The `RemoteController` class simulates a remote API service that performs a long-running task. This controller demonstrates how to integrate `CancellationToken` into your operations to handle cancellations gracefully.

public class RemoteController : BaseApiController
  {
    private async Task<MockResults> MockResultsAsync(int loopCount, CancellationToken cancellationToken)
    {
      var returnMock = new MockResults(loopCount, 0);
      try
      {
        var result = await _asyncMock.LongRunningOperationWithCancellationTokenAsync(loopCount, cancellationToken);
        returnMock.Message = "Task Complete";
        returnMock.ResultValue = result.ToString();
      }
      catch (TaskCanceledException)
      {
        throw;
      }
      catch (Exception ex)
      {
        returnMock.Message = $"Error: {ex.Message}";
        returnMock.ResultValue = "-1";
      }
      return returnMock;
    }

    [HttpPost]
    [Route("Results")]
    public async Task<IActionResult> GetResults(MockResults model)
    {
      var cts = new CancellationTokenSource(TimeSpan.FromMilliseconds(model.MaxTimeMS));
      var watch = Stopwatch.StartNew();
      MockResults? result;
      try
      {
        result = await MockResultsAsync(model.LoopCount, cts.Token);
        result.MaxTimeMS = model.MaxTimeMS;
      }
      catch (OperationCanceledException)
      {
        watch.Stop();
        result = new MockResults(model.LoopCount, model.MaxTimeMS)
        {
          RunTimeMS = watch.ElapsedMilliseconds,
          Message = "Time Out Occurred",
          ResultValue = "-1"
        };
        return StatusCode((int)HttpStatusCode.RequestTimeout, result);
      }
      catch (Exception ex)
      {
        watch.Stop();
        result = new MockResults(model.LoopCount, model.MaxTimeMS)
        {
          RunTimeMS = watch.ElapsedMilliseconds,
          Message = $"Error: {ex.Message}",
          ResultValue = "-1"
        };
        return StatusCode((int)HttpStatusCode.InternalServerError, result);
      }
      watch.Stop();
      result.RunTimeMS = watch.ElapsedMilliseconds;
      return Ok(result);
    }
}
Example: Using Polly in the PollyController Class

The `PollyController` class demonstrates how to use Polly to implement retry logic with exponential backoff when making HTTP requests using `HttpClient`. Polly's retry policy is configured to handle transient errors, making the operation more resilient.

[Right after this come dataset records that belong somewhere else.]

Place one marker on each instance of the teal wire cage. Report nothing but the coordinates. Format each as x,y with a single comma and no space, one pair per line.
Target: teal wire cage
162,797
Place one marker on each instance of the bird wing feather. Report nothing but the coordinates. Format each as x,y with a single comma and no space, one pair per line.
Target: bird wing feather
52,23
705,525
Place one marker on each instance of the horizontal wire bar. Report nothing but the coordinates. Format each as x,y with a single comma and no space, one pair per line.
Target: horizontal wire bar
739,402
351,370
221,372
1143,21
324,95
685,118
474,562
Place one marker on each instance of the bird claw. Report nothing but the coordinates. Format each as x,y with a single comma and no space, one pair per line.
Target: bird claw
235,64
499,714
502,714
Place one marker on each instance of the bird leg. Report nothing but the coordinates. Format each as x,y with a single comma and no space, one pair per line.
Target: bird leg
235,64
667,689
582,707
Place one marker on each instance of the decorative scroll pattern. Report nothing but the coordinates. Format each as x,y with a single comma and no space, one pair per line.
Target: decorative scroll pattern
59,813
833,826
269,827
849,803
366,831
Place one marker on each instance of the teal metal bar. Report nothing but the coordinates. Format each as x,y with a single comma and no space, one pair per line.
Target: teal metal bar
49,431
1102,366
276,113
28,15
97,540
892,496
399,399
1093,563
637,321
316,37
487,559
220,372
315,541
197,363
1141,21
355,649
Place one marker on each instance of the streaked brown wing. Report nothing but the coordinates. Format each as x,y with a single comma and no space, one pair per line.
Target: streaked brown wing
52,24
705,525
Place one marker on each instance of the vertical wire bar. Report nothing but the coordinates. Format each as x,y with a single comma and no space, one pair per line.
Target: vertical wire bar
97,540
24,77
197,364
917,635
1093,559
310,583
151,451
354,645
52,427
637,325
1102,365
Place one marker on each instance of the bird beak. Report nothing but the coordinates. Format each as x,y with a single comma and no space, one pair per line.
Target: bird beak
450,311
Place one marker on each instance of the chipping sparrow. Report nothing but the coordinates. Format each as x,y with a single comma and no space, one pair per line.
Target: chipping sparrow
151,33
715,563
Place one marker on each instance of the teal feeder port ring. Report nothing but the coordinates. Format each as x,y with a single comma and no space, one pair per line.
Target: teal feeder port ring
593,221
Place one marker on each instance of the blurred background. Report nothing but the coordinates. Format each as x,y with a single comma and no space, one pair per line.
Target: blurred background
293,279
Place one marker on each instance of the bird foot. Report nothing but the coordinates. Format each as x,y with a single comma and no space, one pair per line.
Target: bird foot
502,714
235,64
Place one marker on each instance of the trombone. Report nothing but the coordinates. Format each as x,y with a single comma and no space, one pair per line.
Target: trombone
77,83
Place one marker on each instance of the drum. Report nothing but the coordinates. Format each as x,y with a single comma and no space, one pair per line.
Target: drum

public class PollyController : Controller
{
  private readonly AsyncRetryPolicy<HttpResponseMessage> _httpIndexPolicy;
  private readonly HttpClient _httpClient;
  public PollyController(ILogger<PollyController> logger, IHttpClientFactory clientFactory)
  {
    _httpClient = clientFactory.CreateClient();
    _httpClient.DefaultRequestHeaders.Accept.Add(new MediaTypeWithQualityHeaderValue("application/json"));
    _httpIndexPolicy = Policy.HandleResult<HttpResponseMessage>(r => !r.IsSuccessStatusCode)
      .WaitAndRetryAsync(3,
        retryAttempt => TimeSpan.FromSeconds(Math.Pow(1, retryAttempt) / 2) + TimeSpan.FromSeconds(new Random().Next(0, 1)),
        onRetry: (response, timespan, retryCount, context) =>
        {
          context["retrycount"] = retryCount;
          logger.LogWarning($"Retry {retryCount}: Waiting {timespan} before next attempt.");
        });
  }

  [HttpGet]
  public async Task<IActionResult> Index(int loopCount = 1, int maxTimeMs = 1000)
  {
    var mockResults = new MockResults { LoopCount = loopCount, MaxTimeMS = maxTimeMs };
    var context = new Context { { "retrycount", 0 } };
    HttpResponseMessage response = await _httpIndexPolicy.ExecuteAsync(ctx =>
      HttpClientJsonExtensions.PostAsJsonAsync(_httpClient, "remote/Results", mockResults), context);
    return View("Index", mockResults);
  }
}
Conclusion

This guide has demonstrated how to build resilient HTTP clients in .NET using Polly and `CancellationToken`. By implementing these patterns, you can ensure that your applications handle transient errors gracefully, respond to timeouts, and maintain robust communication with remote services, even under adverse conditions.